Over the course of
these past few months I have learned a lot about trust in the Lord. I “trusted” that He would work a situation
out for me and then I would still dwell on that situation in worry trying to
think of anything I could possibly do to make it work out of my own power. I “trusted” that God would supply certain
needs, but still felt insecure that maybe He wouldn’t provide what I needed
exactly when I needed it. That’s not
really “trusting the Lord with all your heart” (see Proverbs 3:5-6). Anxiety played a big part in my relationship
with God because He’s not the type to shout His plan at you, He quietly shows
you along the way how He has each area of your life under control, subtly
guiding you where you need to go. I
would rather He just tell me straight up what’s going on because I’d be a lot
less worrisome, but that’s not how He works most of the time and I just have to
deal with it. He wants me to realize
that I am His child. He wants me to fearlessly jump into His arms the way I
jumped into my worldly father’s arms when I was younger, KNOWING that he would
catch me. He doesn’t just want us to
TELL ourselves that He will catch us, but still hold on for fear of falling, He
wants us to KNOW and BELIEVE that He has His arms wide open ready for us to let
go and drop into His strong embrace.
It’s May and my
last full month of high school (which is utterly ridiculous). I’ve gone through waves with my trust in God
when it came to what I planned to do after school. At one point I refused to make any decisions
because my fear of the unknown crippled me and I SAID I trusted Him, but I
really didn’t. At another point I
decided in my mind (even though I never would have admitted it to myself) that
I would take the Lord and trust in Him out of it entirely and decided I was
going to take the whole situation into my own hands. Go to the exact college I wanted and major in
exactly what I felt like majoring in no matter how many loans or debts I would acquire. When I realized that’s not a great idea, I
came to the point where I decided I’d sit here and not do anything until the
Lord told me as clear as day what exactly I’m supposed to do. That didn’t work either. I was fooled into thinking that I had faith
in the Lord. Then one day I realized, “gee, if God created the whole Earth,
everything in it, and something as complicated as the human body, why wouldn’t
He be able to figure out my life for me?”
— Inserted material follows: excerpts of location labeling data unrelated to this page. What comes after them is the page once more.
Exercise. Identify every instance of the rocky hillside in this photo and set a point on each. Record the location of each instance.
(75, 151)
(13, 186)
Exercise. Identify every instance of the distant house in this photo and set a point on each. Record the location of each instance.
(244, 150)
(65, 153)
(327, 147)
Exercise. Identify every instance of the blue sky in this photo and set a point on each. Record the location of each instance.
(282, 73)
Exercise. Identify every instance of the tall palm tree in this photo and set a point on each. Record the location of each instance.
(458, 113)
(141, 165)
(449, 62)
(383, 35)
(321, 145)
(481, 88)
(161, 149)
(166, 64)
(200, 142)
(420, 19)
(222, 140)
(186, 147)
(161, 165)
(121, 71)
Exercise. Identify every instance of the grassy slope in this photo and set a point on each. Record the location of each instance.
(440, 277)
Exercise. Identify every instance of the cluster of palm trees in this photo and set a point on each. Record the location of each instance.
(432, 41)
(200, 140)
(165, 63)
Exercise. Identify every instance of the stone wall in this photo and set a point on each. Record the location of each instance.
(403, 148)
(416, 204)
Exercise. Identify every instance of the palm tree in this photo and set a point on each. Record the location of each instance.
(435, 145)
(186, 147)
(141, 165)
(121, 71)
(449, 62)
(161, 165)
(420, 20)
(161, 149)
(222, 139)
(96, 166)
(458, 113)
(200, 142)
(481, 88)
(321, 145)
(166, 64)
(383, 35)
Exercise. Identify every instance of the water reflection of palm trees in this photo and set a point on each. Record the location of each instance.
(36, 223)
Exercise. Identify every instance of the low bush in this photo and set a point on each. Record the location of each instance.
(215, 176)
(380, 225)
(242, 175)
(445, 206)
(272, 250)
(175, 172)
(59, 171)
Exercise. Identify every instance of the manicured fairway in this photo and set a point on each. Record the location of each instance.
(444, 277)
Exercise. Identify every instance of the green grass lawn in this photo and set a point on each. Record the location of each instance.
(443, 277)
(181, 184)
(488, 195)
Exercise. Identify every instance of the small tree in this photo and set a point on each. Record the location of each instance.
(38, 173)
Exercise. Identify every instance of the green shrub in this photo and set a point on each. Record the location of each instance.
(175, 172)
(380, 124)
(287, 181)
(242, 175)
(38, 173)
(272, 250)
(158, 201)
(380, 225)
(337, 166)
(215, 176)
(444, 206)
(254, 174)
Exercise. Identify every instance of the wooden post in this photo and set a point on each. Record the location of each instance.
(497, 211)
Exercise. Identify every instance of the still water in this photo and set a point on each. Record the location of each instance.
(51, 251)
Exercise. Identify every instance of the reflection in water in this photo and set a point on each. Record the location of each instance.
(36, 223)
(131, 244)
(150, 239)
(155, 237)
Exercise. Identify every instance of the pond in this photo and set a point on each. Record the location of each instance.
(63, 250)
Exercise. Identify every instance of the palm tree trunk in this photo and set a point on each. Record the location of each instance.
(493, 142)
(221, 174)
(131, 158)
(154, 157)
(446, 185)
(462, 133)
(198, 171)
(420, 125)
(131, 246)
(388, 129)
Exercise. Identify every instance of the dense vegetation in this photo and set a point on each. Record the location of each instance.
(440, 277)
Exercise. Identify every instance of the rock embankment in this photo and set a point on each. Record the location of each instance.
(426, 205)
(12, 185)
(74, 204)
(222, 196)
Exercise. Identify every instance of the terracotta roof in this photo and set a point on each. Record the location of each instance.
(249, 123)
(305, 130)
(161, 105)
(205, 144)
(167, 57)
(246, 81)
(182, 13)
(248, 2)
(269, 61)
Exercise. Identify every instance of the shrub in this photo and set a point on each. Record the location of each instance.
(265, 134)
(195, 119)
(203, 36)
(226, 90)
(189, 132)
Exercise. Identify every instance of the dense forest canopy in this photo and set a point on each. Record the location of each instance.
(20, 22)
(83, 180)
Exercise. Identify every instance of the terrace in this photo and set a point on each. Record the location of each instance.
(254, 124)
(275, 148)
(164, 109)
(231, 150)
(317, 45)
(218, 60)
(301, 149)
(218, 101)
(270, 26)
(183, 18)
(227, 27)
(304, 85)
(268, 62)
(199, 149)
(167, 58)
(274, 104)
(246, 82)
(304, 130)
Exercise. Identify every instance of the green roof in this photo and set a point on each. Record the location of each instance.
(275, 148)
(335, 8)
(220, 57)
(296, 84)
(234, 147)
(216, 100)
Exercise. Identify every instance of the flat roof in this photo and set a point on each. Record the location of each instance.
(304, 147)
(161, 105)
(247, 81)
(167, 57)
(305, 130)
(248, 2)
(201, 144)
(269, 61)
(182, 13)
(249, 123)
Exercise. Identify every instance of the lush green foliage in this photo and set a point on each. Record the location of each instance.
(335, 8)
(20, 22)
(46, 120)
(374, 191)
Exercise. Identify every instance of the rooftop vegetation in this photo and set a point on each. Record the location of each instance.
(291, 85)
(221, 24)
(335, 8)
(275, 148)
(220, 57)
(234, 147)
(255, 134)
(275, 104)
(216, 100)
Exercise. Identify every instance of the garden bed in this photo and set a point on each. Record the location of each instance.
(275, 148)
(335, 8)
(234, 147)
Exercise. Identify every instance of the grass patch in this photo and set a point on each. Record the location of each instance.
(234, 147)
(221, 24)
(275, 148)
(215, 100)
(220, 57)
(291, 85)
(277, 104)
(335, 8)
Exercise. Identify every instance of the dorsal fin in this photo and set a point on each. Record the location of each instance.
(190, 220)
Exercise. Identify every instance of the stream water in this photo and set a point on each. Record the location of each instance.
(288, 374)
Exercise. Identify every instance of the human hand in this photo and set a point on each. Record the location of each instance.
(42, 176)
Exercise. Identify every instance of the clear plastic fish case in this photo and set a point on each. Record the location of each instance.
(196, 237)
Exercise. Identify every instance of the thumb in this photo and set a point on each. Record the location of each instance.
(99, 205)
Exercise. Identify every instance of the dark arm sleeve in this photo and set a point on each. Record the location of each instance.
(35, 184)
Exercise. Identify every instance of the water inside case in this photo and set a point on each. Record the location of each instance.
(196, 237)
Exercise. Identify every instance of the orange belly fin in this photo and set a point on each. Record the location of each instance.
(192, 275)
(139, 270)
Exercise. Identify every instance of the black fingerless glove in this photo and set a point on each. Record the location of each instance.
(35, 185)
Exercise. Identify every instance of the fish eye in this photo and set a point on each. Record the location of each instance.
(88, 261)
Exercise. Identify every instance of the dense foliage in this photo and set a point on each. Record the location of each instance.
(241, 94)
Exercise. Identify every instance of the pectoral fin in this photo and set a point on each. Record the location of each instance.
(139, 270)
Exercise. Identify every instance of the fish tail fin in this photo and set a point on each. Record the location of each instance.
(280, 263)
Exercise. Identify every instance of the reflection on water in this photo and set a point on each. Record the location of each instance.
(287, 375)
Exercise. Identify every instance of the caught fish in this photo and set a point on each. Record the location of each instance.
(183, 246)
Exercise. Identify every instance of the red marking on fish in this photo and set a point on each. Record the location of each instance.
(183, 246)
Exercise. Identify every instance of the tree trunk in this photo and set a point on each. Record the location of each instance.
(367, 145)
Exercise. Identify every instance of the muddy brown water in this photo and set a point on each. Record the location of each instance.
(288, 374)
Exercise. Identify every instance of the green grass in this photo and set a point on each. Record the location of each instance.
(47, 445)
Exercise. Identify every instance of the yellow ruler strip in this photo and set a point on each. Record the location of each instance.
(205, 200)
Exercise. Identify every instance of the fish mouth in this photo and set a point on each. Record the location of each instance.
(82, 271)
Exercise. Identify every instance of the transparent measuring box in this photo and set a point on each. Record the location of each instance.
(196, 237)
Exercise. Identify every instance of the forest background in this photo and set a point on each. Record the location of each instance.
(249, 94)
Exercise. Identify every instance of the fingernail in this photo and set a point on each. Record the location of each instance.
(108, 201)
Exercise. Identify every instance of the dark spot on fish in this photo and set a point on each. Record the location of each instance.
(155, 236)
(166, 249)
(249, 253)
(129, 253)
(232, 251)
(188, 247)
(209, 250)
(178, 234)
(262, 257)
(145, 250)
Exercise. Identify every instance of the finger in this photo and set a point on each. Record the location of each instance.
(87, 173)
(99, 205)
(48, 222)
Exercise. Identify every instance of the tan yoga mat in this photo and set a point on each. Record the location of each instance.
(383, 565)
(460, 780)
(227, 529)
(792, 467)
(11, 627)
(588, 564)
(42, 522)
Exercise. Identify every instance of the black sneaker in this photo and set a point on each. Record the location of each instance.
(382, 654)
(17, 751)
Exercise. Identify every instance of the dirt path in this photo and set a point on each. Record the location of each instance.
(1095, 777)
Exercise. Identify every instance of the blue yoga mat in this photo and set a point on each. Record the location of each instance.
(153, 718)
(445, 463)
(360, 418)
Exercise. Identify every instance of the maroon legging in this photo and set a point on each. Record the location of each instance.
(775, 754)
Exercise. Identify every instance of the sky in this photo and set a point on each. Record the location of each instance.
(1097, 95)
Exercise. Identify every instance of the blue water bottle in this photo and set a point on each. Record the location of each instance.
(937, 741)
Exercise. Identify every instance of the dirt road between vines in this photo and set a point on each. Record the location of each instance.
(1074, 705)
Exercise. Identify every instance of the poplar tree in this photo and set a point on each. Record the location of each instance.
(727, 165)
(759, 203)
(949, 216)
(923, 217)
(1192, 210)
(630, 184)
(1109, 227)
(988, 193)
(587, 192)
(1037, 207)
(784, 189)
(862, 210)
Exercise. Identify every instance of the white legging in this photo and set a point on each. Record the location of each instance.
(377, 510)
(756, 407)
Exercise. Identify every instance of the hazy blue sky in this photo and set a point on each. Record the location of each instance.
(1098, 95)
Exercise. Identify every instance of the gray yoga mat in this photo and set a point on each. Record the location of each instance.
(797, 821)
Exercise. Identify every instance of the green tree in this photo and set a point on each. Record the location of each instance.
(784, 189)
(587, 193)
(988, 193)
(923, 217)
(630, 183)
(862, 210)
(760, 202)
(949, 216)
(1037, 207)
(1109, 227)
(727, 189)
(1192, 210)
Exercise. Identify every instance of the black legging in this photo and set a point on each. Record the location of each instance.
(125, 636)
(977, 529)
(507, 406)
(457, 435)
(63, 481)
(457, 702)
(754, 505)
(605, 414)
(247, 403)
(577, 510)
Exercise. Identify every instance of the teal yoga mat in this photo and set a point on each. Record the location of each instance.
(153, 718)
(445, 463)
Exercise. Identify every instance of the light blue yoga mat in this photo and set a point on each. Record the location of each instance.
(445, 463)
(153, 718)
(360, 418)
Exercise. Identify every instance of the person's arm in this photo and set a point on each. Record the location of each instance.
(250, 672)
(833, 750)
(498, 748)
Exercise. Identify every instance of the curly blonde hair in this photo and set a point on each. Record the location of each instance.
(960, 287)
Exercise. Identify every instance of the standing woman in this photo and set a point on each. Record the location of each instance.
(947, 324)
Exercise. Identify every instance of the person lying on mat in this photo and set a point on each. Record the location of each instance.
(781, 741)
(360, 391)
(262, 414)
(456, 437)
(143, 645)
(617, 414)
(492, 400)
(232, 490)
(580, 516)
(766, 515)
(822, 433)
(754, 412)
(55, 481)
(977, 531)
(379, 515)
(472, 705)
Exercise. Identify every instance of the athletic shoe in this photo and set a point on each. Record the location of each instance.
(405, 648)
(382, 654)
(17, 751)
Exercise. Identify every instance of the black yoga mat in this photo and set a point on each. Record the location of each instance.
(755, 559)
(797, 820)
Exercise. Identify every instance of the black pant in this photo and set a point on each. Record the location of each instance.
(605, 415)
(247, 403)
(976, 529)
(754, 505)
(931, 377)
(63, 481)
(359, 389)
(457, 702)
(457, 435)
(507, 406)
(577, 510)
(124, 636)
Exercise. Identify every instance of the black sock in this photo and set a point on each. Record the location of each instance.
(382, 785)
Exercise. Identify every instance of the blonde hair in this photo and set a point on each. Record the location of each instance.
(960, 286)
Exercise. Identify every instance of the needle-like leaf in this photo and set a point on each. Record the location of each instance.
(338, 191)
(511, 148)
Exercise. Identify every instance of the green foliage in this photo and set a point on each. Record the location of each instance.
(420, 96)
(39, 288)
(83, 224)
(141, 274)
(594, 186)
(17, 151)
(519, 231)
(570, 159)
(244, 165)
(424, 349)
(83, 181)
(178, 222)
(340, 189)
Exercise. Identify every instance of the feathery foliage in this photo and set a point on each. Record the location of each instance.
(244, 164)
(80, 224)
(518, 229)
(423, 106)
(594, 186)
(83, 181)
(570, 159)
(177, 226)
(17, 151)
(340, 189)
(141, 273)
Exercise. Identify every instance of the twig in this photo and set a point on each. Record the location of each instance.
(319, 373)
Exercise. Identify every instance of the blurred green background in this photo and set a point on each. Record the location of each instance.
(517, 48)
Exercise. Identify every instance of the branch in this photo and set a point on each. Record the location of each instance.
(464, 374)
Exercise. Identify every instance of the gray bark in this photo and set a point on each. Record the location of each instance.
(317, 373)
This just made me realize that I am a silly human. Why would I doubt the God that shut the
mouths of lions to save Daniel and gave Moses the power to part the sea? God
has never failed me before, so why should I have any reason to think He will
leave me hanging in the future? He doesn’t
promise that He will always be there for us and then secretly expect us to handle
everything on our own. Just because I’m
starting to get older and have to make real life decisions doesn’t mean God
said, “Oh Emily, since you’re 18 and you’re considered a legal adult by the
U.S. government, I’m gonna leave the rest of this up to you! Have a nice life!” That’s a little bit of an exaggeration, but
when I look back I kind of felt that was true when that’s not what He says at
all. He says that if I acknowledge Him
and want to live my life according to His will that He will make my paths
straight. A pretty big weight was lifted
off my shoulders when I decided to actually live by this promise.
I’m not saying
that I’m perfect at trusting the Lord now, but my trust in Him is more complete
than it was before when I had a skewed idea of trust in Him. I’m not going to refuse to make decision and
expect Him to make everything happen for me.
I’m not going to take control and cut Him out. I’m just going to seek His will for my life
and take the opportunities He opens up for me.
Stress a little less and trust a little more.